Right to data portability
You, the data subject shall have the right to receive your personal data, which you have provided to us, in a structured, commonly used and machine readable format and have the right to transmit this data to another controller, without hindrance from us and free of charge.
Right to object
You, the data subject, shall have the right to object, on grounds relating to your particular situation, at any time to the processing of personal data concerning you, including any personal profiling: unless this relates to processing that is necessary for the performance of a tasks carried out in the public interest or an exercise of official authority vested in us. We shall no longer process the personal data unless we can demonstrate compelling legitimate grounds for the processing, which overrides the interests, rights and freedoms of you, the data subject, or for the establishment, exercises or defence of a legal claims.
Right to not be subject to decisions based solely on automated processing
We do not carry out any automated processing, which may lead to an automated decision based on your personal data.
Invoking your rights
If you would like to invoke any of the above data subjects rights with us, please write to the Office Manager at Orchard Physiotherapy Centre Ltd, 50 Wrenthorpe Road, Wrenthorpe, Wakefield, WF2 0LP or email orchardphysio@hotmail.co.uk
Accuracy of information
In order to provide the highest level of customer service possible, we need to keep accurate personal data about you. We take reasonable steps to ensure that the accuracy of any personal data or sensitive information we obtain. We ensure that the source of any personal data or sensitive information is clear and we carefully consider any challenges to the accuracy of the information.
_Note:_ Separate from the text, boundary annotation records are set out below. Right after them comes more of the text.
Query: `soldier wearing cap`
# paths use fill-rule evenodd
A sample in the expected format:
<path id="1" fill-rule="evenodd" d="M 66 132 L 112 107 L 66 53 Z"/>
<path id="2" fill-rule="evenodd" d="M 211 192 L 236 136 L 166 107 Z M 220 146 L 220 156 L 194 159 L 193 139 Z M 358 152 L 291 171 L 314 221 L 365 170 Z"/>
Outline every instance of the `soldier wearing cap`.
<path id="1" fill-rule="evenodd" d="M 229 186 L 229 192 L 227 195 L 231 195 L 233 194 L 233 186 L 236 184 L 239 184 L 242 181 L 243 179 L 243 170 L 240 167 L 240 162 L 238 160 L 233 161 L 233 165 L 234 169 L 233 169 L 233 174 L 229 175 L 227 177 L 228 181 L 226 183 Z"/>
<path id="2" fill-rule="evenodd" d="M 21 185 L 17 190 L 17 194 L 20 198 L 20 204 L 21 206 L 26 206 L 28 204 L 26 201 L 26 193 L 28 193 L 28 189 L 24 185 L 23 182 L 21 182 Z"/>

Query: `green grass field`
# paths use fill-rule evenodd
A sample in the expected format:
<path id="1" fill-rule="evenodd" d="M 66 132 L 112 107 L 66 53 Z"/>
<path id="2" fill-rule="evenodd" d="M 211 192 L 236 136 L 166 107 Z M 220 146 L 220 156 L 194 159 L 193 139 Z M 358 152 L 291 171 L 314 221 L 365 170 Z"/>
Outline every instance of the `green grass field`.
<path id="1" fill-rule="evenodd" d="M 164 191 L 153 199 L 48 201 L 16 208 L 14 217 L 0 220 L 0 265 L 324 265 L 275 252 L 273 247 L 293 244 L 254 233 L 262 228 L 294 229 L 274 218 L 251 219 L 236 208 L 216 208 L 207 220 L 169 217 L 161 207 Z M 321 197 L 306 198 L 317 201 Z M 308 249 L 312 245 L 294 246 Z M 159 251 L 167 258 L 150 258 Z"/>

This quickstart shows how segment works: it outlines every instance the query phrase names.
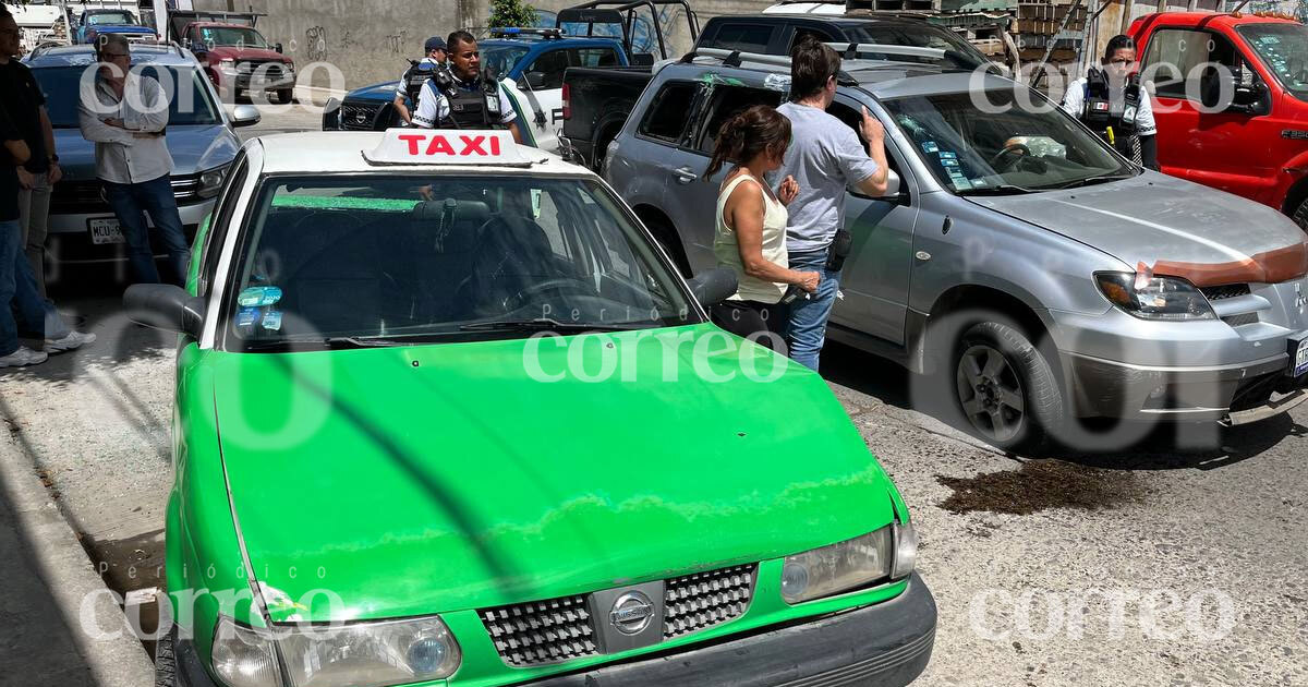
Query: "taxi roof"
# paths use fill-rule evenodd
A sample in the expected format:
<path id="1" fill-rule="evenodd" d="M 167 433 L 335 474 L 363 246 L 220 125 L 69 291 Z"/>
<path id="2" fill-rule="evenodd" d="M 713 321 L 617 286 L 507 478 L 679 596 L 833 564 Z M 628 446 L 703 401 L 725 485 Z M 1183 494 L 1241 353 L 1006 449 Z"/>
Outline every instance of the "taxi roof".
<path id="1" fill-rule="evenodd" d="M 424 132 L 429 130 L 405 130 Z M 456 130 L 445 133 L 458 135 Z M 587 175 L 595 173 L 564 161 L 564 158 L 531 148 L 519 147 L 522 154 L 531 160 L 527 167 L 514 165 L 441 165 L 441 164 L 386 164 L 369 162 L 364 156 L 377 148 L 386 137 L 379 131 L 309 131 L 300 133 L 275 133 L 251 139 L 246 145 L 262 145 L 264 149 L 263 171 L 266 174 L 297 173 L 396 173 L 396 174 L 467 174 L 476 171 L 511 171 L 514 174 L 548 175 Z"/>

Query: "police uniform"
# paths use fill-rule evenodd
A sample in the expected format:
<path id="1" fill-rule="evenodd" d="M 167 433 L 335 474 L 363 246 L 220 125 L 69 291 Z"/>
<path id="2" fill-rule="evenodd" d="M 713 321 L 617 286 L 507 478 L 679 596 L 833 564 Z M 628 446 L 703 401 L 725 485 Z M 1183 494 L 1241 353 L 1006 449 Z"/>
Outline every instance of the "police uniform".
<path id="1" fill-rule="evenodd" d="M 518 114 L 513 111 L 513 101 L 497 84 L 492 96 L 481 79 L 467 84 L 451 79 L 446 92 L 437 88 L 436 80 L 422 84 L 417 99 L 417 113 L 413 126 L 422 128 L 508 128 Z M 451 106 L 453 101 L 453 106 Z"/>
<path id="2" fill-rule="evenodd" d="M 1087 106 L 1096 111 L 1087 111 Z M 1092 69 L 1088 77 L 1067 85 L 1062 109 L 1084 122 L 1101 139 L 1112 143 L 1113 148 L 1126 158 L 1158 169 L 1152 139 L 1158 135 L 1154 105 L 1138 76 L 1131 76 L 1126 85 L 1114 92 L 1108 85 L 1107 76 Z"/>

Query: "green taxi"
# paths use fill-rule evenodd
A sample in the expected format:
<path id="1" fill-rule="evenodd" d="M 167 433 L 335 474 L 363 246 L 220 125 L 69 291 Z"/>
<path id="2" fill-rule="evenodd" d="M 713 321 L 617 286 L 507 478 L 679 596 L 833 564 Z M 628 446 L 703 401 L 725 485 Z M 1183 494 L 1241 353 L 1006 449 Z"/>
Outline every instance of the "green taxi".
<path id="1" fill-rule="evenodd" d="M 906 684 L 935 602 L 823 379 L 504 132 L 249 141 L 177 331 L 162 686 Z"/>

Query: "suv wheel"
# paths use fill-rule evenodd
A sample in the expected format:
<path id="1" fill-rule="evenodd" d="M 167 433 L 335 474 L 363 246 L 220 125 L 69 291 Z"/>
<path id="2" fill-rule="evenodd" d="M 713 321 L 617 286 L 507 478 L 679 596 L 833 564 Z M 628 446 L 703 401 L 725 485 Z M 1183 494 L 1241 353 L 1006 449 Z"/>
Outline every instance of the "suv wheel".
<path id="1" fill-rule="evenodd" d="M 1015 325 L 980 322 L 967 327 L 944 372 L 952 377 L 963 420 L 1001 449 L 1039 449 L 1062 421 L 1058 379 Z"/>

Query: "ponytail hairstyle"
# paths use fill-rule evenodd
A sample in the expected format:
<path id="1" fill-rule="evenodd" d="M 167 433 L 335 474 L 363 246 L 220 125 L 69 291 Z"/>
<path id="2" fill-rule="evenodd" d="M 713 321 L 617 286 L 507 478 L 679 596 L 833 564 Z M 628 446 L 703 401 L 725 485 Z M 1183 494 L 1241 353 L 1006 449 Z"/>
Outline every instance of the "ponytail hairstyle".
<path id="1" fill-rule="evenodd" d="M 768 105 L 755 105 L 722 123 L 704 181 L 727 162 L 743 165 L 759 153 L 783 156 L 790 147 L 790 119 Z"/>

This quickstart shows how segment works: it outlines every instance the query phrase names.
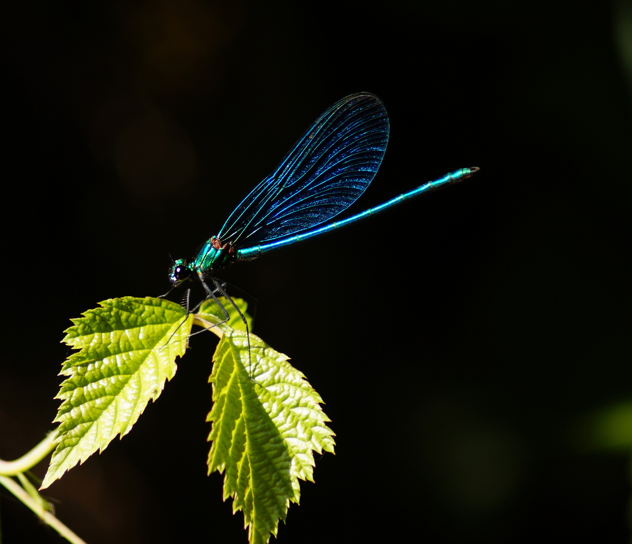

We also consider when it is necessary to update the information, such as name or address changes and you can help us by informing us of these changes when they occur.
Important information
Question and queries
If you have any questions or queries which are not answered by this privacy policy, or have any potential concerns about how we may use the personal data we hold, please write to the Office Manager at Orchard Physiotherapy Centre Ltd, 50 Wrenthorpe Road, Wrenthorpe, Wakefield, WF2 0LP or email orchardphysio@hotmail.co.uk
Policy Changes
This Privacy Policy is regularly reviewed. This is to make sure that we continue to meet the highest standards and to protect your privacy. We reserve the right, at all times, to update modify or amend this policy. We suggest that you review this Privacy Policy from time to time to ensure you are aware of any changes we may have made, however, we will not significantly change how we use the information you have already given to use without your prior agreement. The latest version of this is available at Orchard Physiotherapy Centre Ltd, 50 Wrenthorpe Road, Wrenthorpe, Wakefield, WF2 0LP.
If you have a complaint
If you have a complaint regarding the use of your personal data or sensitive information then please contact us by writing to the Office Manager at Orchard Physiotherapy Centre Ltd, 50 Wrenthorpe Road, Wrenthorpe, Wakefield, WF2 0LP or email orchardphysio@hotmail.co.uk and we will do our best to help you.
If the complaint is not resolved to your satisfaction and you wish to make a formal complaint to the Information Commissioners office (ICO) you can contact them on 01625 545745 or 0303 123 1113. You also have the right to judicial remedy against a legally binding decision of the ICO where you consider that your rights under this regulation have been infringed a result of the processing of your personal data. You have the right to appoint a third party to lodge the complaint on your behalf and exercise your right to seek compensation.